Она вышла из метро на канале Грибоедова уже в начале четвертого. Здесь, на «климате», как всегда была толчея, сутолока, броуновское движение людей, совершенно разных внешне, несопоставимых по уровню достатка, в непохожих одеждах, с разными уровнями жизни, воспитания, с разными работами, проблемами, целями, желаниями, но объединенных вечным водоворотом «климата», как называло это место уже не одно поколение ленинградцев-петербуржцев. Теплый воздух, вырывающийся из-за стеклянных дверей на входе в метро с Невского и канала Грибоедова, действительно создавал своеобразный микроклимат в крохотном закутке, огороженном толстыми колоннами от тротуаров и многоэтажной громадой дома от любой непогоды.

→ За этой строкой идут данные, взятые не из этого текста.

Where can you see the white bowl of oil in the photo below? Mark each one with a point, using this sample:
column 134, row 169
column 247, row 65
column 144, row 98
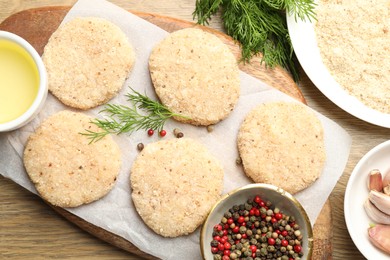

Здесь и назначались свидания, деловые встречи, здесь сновали вошедшие уже в быт больших городов бабушки с двумя-тремя блоками сигарет в авоськах, торгующие без всяких лицензий и справок, рядом жевали пирожки постовые милиционеры, время от времени, словно ни с того ни с сего, прогоняющие старушек с их привычных торговых мест, но больше всего было здесь молодежи, самой разной — от «продвинутой», в блестящей разноцветной коже, сверкающей синтетике, в «пластике», с волосами всех цветов и оттенков, до самых банальных гопников в застиранных спортивных штанах и неопределенной формы и фирмы курточках.
Выйдя из метро на «климат», Настя огляделась вокруг, но не увидела ни одного знакомого лица. Впрочем, нет, лицо-то знакомое было — пожилой дядька с длинными волосами, в каком-то диком военном кителе неизвестной армии, торчал на своем обычном месте — в углу квадратного загончика, почти на тротуаре, ведущем к Спасу на Крови. Борштейн его фамилия, вспомнила Настя. Художник какой-то, известный, говорят. Вечно здесь торчит, встречает своих дружков, такого же андеграундного вида местных гениев. Но Борштейн — это не ее компания. Правда, он косится на нее, тоже, конечно, знает в лицо, но хрен с ним, с Борштейном, у нее свои дела, у него — свои.